Interoperability of digital content

In a posting describing the relationship of the creative commons license to interoperability of resources on the Internet, Lessig describes how a 14 year old girl might prepare a school report on the Hurriance Katrinia disaster in New Orleans:

“Imagine she finds an archive with sound recordings of victims of the flood. Then she finds collections of news programs, reporting on the flood. Finally she finds some polling data asking about the response the American government should make to the flood, and about views about the responses the government has already made.

Then using these different voices, films, and descriptions, your daughter creates a short film of her own. She integrates the voices from the sound archive as narration, and then takes short clips from the news programs to show differing views.”

While this ficitonal child displays extraordinary skill with the Internet and technology, any of us who have been around teens lately know that it’s not necessary so far-fetched. So, imagine 15 years from now when this child is an assistant professor somewhere and publishing her research in the same style, as multimedia documents. What type of scholarly publications will need to exist to present such “essays”? What type of assistance will such faculty need from a university? Certainly there will need to be some level of technical assistance, though future faculty are more likely to be tech savvy than today’s faculty. Supportive policies regarding non-traditional (i.e., non-print) scholarship will need to be in place. But, perhaps, as much as anything, support for content will be one of the most critical aspects of digital scholarship. Future scholars will need to easily search and utilize the intellectual content that is maintained within digital libraries.

Libraries make digital scholarship possible but only if the content can be re-purposed by the scholar. Take the word “digital” out of the previous sentence and the sentence describes a significant function of the research library. Traditional libraries have made scholarship through fair use that utilizes a standard method of citations and footnotes. Through the Creative Commons, Lessig is trying to build a method of attribution for digital content that is not encumbered by restrictive digital rights. While all the parameters and methodologies for specifying attribution of content via fair use are not yet in place, developers of digital libraries should be thinking about how to implement such technical features into their systems.

Archives, digital libraries, public domain, & copyfraud

While most content in digital libraries is in the public domain, many archives and libraries have placed unnecessary restrictions that limit the use of those materials. Some of these practices are based on traditional archival policies of requiring permissions for reproduction and the payment of usage fees. In a speech to the Society of American Archivists Peter Hirtle addresses the economic potential of archival collections while urging archivists to balance funding needs with the core value of making materials available to researchers. Most of the institutions that have carried over the practice of permission requirements and usage fees for digital content likely have done so without questioning the implications for digital scholarship.
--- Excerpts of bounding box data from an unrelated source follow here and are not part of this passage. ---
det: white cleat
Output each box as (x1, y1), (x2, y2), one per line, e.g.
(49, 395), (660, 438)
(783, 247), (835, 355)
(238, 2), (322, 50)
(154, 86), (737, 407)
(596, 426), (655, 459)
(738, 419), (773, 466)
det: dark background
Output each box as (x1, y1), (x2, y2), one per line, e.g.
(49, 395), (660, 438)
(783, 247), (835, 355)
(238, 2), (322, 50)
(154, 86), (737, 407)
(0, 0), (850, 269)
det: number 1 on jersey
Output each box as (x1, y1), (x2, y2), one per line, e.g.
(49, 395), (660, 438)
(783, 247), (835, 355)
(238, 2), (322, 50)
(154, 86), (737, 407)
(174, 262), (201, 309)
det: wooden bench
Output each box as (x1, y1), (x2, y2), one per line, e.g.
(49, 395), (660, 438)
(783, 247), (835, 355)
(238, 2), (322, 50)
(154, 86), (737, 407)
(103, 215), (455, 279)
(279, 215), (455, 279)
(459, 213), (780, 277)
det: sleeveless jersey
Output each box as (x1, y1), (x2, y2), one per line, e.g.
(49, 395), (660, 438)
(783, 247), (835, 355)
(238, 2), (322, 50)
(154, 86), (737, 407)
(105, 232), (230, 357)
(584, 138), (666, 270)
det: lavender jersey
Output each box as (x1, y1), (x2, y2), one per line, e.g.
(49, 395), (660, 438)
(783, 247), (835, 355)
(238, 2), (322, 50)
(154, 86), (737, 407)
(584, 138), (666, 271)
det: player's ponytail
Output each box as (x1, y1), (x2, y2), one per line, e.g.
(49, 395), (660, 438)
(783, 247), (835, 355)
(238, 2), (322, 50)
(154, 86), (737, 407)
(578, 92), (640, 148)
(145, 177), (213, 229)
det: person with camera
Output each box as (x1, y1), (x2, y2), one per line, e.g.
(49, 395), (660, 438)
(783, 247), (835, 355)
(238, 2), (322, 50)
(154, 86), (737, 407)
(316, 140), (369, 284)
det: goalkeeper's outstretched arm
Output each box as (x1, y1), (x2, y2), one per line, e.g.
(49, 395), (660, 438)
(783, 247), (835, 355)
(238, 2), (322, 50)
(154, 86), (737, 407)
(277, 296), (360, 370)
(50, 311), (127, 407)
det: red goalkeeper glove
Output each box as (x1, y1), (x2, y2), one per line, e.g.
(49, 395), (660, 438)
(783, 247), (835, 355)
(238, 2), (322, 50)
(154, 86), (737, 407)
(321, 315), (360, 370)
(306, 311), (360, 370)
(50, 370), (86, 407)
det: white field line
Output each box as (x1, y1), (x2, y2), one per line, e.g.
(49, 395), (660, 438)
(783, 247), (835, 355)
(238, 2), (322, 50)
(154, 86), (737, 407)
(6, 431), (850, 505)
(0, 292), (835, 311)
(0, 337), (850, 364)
Hirtle identifies that a level of quasi-copyright has emerged among archives which place restrictions based on their physical ownership of material. Brooklyn Law School professor Jason Mazzone refers to this practice as copyfraud. Even without copyright some libraries have implemented licensing agreements based on state contract law via their Web sites that restrict the use of content in digital libraries. While the legality of these agreements is questionable and may vary from state to state, it’s an unnecessary impediment towards the full realization of digital scholarship. The implications of traditional archival policies towards usage of content should be re-examined unless digital libraries are to remain view-only repositories.

Passive digital libraries

In an Educause article David Seaman described today’s digital libraries as only providing users with a “passive engagement” with content:

Libraries create high-quality digital masters for long-term preservation and reuse but then typically expose only one view of a file to the user, in one particular search-and-display software package. This serves one type of need but underserves others, reducing options for the reshaping and combining of content by teachers, librarians, and other users.

The potential to reshape content is a distinctive feature of digital scholarship, though it is currently the most underdeveloped aspect of digital libraries. Seaman refers to content with this recombinant characteristic as malleable.

Malleable content is, in actuality, one of the hallmarks of the traditional library in that libraries allow scholars to build upon the simple concepts of prior research and original source materials. In this sense, through the use of footnotes and citations, all text works can be considered malleable. If scholarship is a scholar’s ability to analyze, contextualize, and enrich the findings of other researchers, then digital libraries must support the scholar’s ability to creatively express these connections through digital media.